Midstream underperformed the market for a third straight week after its massive bounce in November and early December. The group is clinging to a positive month of performance with just 4 more trading days left, but midstream is way off the pace of the S&P 500, utilities and infrastructure this week, this year and the last 6 years.
Lower oil and natural gas prices were a headwind to midstream trading in a light week of relevant sector news. Re-positioning for a post-vaccine return of demand appears to have already occurred well in advance of these final weeks of 2020.
Even with a strong rebound this quarter, MLPs trail broader midstream stocks by around 500 basis point in 2020. That would make it 5 years of AMNA beating AMZ in annual total return out of the last 6. Put another way, if you invested $10,000 at the end of 2014:
Reflecting on another lost year for MLPs, it becomes harder to picture a scenario of sustained MLP outperformance relative to the AMNA. Broader midstream (AMNA) has corporations that are easier for institutions and foreign investors to own. AMNA also has much more exposure to companies with natural gas pipeline assets, while AMZ has very little gas pipeline exposure.

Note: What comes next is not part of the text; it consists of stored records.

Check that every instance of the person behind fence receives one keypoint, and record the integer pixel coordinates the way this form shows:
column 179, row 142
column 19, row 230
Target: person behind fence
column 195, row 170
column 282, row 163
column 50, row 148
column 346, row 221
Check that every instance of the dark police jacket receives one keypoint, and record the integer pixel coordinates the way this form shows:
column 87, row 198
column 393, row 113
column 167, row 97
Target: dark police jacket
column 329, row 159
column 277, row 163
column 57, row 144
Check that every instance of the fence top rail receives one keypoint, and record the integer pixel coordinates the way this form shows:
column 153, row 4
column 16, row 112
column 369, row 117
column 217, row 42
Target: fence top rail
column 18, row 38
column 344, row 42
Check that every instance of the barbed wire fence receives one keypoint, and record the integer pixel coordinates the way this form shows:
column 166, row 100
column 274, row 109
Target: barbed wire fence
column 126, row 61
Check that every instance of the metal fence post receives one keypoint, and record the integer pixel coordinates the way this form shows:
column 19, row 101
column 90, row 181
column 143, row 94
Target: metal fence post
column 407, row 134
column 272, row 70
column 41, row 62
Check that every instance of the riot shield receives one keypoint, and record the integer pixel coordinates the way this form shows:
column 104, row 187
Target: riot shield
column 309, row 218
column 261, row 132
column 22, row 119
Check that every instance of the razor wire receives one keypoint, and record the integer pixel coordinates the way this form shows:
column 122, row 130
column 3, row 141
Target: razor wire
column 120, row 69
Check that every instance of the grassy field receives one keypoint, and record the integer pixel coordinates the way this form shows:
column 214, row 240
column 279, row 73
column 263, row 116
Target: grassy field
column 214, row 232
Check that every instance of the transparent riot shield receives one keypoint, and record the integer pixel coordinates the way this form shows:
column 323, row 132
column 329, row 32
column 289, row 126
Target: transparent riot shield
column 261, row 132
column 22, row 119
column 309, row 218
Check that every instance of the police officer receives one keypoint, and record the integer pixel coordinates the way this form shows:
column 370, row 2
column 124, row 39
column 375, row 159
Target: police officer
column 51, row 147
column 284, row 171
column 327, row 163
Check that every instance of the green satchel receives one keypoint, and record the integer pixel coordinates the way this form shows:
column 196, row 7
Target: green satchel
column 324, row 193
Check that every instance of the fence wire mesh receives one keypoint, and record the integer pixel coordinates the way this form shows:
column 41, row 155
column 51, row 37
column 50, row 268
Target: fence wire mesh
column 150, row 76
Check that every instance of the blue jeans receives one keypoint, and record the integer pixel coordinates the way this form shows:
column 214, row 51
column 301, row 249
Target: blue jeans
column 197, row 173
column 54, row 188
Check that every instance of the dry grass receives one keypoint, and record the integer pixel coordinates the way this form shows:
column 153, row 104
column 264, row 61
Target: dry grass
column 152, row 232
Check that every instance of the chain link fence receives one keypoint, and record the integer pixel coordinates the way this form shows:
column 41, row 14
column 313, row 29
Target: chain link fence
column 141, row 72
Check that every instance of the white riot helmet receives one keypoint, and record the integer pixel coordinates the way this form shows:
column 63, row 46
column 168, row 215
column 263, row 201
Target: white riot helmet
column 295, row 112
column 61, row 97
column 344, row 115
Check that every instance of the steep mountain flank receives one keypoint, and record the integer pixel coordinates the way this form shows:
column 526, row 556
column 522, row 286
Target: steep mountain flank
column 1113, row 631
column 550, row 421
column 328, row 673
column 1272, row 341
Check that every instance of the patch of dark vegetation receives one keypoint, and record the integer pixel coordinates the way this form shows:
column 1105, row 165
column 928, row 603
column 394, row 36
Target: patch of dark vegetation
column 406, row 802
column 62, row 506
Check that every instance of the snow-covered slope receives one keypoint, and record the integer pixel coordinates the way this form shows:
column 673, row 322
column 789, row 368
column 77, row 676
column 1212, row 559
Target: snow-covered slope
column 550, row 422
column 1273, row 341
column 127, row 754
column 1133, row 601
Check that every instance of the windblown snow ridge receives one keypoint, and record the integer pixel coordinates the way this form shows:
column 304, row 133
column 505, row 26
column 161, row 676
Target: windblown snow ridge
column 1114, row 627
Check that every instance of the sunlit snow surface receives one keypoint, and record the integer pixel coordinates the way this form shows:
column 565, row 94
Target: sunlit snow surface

Happy Holidays! Try to enjoy the downtime, even if energy stocks aren’t keeping up with the market.
A few MLPs were positive this week, the minimum amount to qualify for use of the word “few”. PAA led all MLPs with a 1% gain on no news, while another company with oil pipeline and storage assets (NS) was one of the biggest losers, also on no news.
PAA repeated in the top 5 week-over-week. On the YTD leaderboard, with just 4 trading days left, most MLPs are very ready for the 2021 leaderboard reset.
Smaller names AM and ALTM led all midstream corporations this week, while big cap names like OKE, KMI and WMB were all underperformers.
AM enters the final few trading days of the year with a massive lead on the rest of the sector, up nearly 40% including distributions. On the other end, PAGP seems to have locked down the bottom of the group for 2020. The way this sector goes, 2021 is likely to offer a similar disparity of returns between top and bottom performers, but probably with two different stocks at either end of the barbell.
All of Canada was down this week, and again ENB held up better than others as it continues to gain support after Line 3 permitting and construction progress in recent months. Pembina still struggling to attract interest, finishing near the bottom of the group again this week.
On the YTD leaderboard, ENB is on track for the come from behind 2020 performance victory in Canada, overtaking GEI and TRP in the second half of the year on rebounding oil prices and Line 3 progress. But regulatory risk still looms to some extent with the Biden Administration taking over.